Batou watched the oil snaking out of the broken bottles on the floor. His fists were clenched and he was still tense, ready to take a swing at the first person stupid enough to bother him. Finally, he pulled a cigarette from his pocket and lit up, wishing that one day all that smoking might actually kill him.
He didn't even hear her come in.
"Batou. . ."
"This is the men's locker room," he growled, knowing a little thing like that wouldn't get her to leave. But he said it all the same, hoping for once that he could forget, that he didn't have to be the one thing he always wanted to be but was never sure he was: human.
"Doesn't bother me. Besides, no one's here. It's almost midnight, Batou."
"Major, I'm serious, dammit. Get the hell outta here." he tossed his finished cigarette onto the floor, careful to stay clear of the oil.
"Togusa was worried about you." She went on, ignoring him. "Do I need to worry about you too?"
"No," Batou said, in retrospect maybe a little too quickly.
"Too late. Was it the Tachikomas? Or your last case? Did something happen with Zaitsev? Togusa said you used to be a big fan of his. So. . ."
"I need a beer. There's a six pack in my locker."
She tossed him one a minute later, then opened a can herself.
"Look, Major, it's nothin'. You don't have to worry about it. Just the last case⦠Nevermind. Christ." He knew how stupid and unconvincing he sounded, but it was too late now.
He hated how she could make him talk like this. Sure, his last statement hadn't been too eloquent, but there was something about her still. . . Most of the time he wouldn't even admit to himself that he had an emotional side, and now here she was, sifting through all the feelings even he'd thought were long buried.

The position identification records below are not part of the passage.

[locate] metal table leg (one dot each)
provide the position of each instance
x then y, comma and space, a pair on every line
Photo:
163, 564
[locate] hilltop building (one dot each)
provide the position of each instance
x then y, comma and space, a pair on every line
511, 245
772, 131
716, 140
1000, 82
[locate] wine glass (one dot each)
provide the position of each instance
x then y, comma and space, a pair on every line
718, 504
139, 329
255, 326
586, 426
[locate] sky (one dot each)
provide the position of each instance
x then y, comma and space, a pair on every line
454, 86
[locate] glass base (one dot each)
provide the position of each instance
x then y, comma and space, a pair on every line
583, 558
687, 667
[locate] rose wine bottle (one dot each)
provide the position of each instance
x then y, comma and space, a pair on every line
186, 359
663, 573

And there it was again, that damned feeling that shouldn't exist in his metal body, like burning and freezing, dying and, for once, really living.
Damn her.
"Batou. . ."
He looked up. She was still there, leaning against his locker and taking a long sip of her beer. But something was different. As she looked at him over the can, he saw that her eyes had softened. She looked upset, genuinely worried. The Major never showed emotion like that.
Suddenly, in one of those crazy fits of passion in which you have no idea what it is you're doing but are unable to stop it anyway, Batou stood and punched the front of the locker next to her head as hard as he could, leaving a fist-shaped dent in the metal.

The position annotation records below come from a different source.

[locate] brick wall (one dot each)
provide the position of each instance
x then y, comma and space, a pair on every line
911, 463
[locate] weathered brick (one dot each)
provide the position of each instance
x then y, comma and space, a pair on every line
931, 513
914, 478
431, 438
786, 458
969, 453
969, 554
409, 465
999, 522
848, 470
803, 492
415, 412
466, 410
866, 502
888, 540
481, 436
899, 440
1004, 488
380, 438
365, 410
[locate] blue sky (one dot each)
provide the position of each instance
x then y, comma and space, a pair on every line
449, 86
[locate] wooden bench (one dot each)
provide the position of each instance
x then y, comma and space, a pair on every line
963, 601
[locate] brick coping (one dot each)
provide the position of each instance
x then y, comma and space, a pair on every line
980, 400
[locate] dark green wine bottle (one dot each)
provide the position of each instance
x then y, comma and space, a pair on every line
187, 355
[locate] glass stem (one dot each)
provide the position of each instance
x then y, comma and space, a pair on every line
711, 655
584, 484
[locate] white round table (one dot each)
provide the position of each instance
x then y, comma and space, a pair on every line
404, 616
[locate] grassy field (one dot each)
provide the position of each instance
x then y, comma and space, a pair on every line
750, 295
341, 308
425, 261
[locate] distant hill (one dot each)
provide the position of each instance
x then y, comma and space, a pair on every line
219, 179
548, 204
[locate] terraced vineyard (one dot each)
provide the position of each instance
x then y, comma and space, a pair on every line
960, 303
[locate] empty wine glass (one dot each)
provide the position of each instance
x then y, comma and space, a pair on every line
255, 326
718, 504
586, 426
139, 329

"Hey, Batou, don't get all crazy on me now. Come on." She stood, tiny-looking under his shadow, but still so strong. She never flinched, not once.

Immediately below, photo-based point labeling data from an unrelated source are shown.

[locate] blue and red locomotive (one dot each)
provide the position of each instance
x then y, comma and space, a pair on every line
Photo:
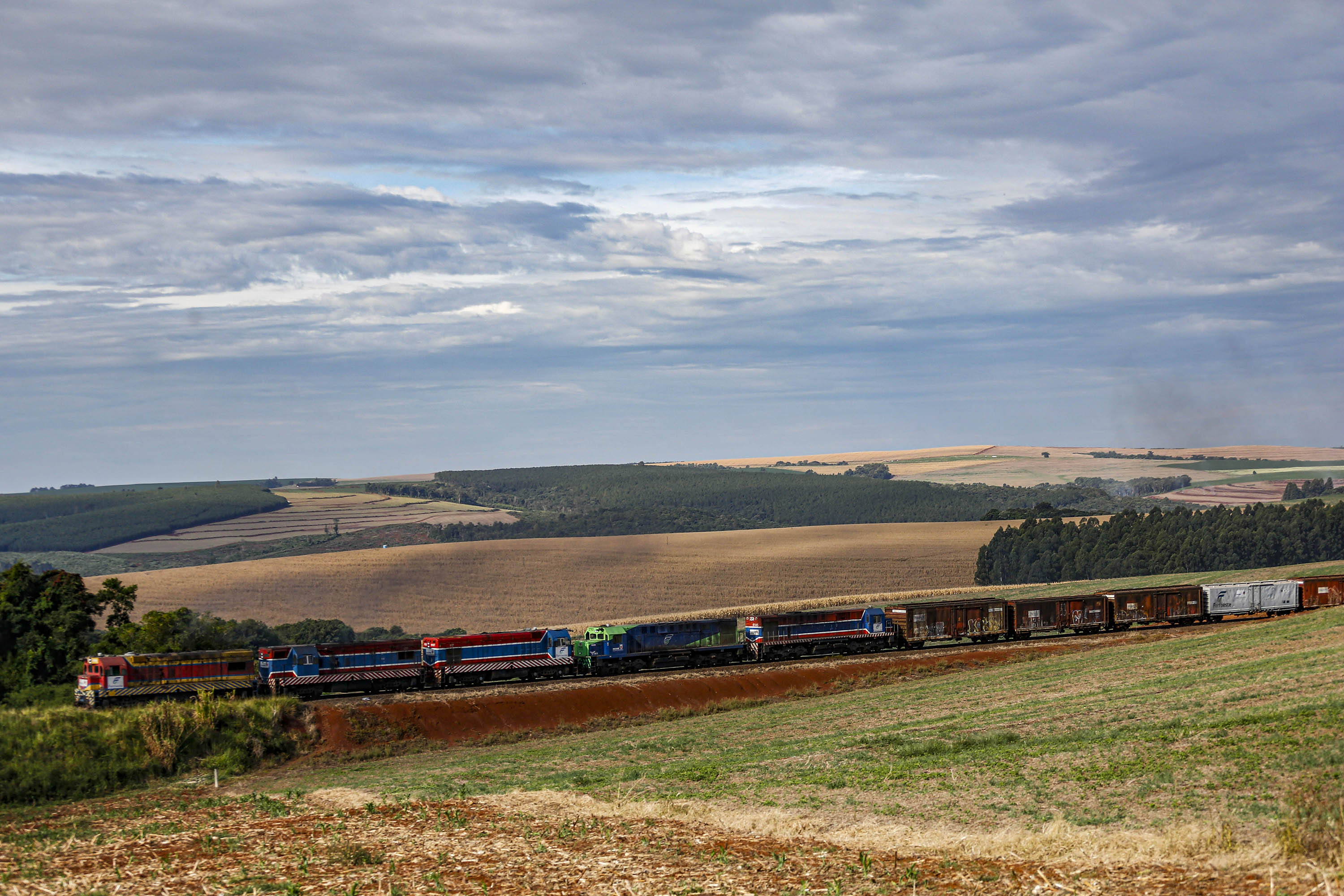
475, 659
315, 669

And there was something he knew, something he could never pretend now that he didn't know. He felt as if he was dying, yet there was something in him that had never been happier. This was bad.
"Stop it. Please, Major, just stop before I do something stupid."
Something happened then, something neither of them would be able to explain later. They stood there, Batou's fist still halfway through the locker, but shaking now, and the Major's legs feeling less and less capable of keeping her upright. And at one random, inexplicable moment, the both looked at each other. It only lasted a moment, but something passed between them then, some secret knowledge that neither had been willing to let go of before. Something, had either one of them believed in fate they might have said that, something bound them together.
There were no words exchanged, no "I love you" 's, no promises.
And when it was over and Batou had retreated back to the bench he had been sitting at and his beer, Motoko spoke.
"Always, but also never," she said.
And then she left. Forever, but only for a moment.